De fato, o sucesso experimental das ciências naturais se deve a uma simplificação consciente dos fenômenos estudados. Ontologicamente nunca há dois eventos iguais e nem mesmo as condições se repetem. Entretanto, para os fins da ciência experimental, para quem as relações causais não são mais do que uma conexão constante e descritível matematicamente entre eventos observáveis, as diferenças ontológicas são passíveis de serem ignoradas.

Como Pierre Duhem demonstrou, a partir dessa perspectiva quantitativa, o mesmo conjunto de dados pode ser deduzido logicamente de um conjunto indefinido de equações.

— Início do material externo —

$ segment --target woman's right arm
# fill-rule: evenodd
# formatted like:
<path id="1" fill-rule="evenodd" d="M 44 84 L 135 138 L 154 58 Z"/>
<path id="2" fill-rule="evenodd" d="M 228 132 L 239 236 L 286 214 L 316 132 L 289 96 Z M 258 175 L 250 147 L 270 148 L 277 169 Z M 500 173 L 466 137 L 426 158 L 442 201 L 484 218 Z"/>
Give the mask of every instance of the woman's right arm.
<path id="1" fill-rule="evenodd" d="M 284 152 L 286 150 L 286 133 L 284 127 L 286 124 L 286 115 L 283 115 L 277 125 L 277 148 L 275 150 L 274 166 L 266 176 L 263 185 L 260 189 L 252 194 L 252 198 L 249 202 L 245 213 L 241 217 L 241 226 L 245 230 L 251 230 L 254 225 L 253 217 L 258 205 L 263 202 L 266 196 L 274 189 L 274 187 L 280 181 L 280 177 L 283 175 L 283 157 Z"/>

Mas na ciência experimental a adequação da teoria aos dados e às predições é o suficiente para a sua aceitação.

Para Mises não é possível uma adequação das teorias das ciências sociais aos experimentos porque estes, em primeiro lugar, são impossíveis de serem realizados. Não se trata aqui de afirmar que as teorias das ciências sociais não têm apoio experimental e nem mesmo de defender sua submissão ao controle experimental, mas sim de apontar para uma diferença na natureza do objeto dessas ciências que veta qualquer tentativa de aplicação do método experimental.

Toda a discussão teórica nas ciências sociais permanecerá no âmbito dos princípios e conceitos abstratos que explicam os fatos históricos. Sobre estes nenhuma teoria pode se apoiar. Eles só adquirem sentido e significado quando iluminados pelas teorias.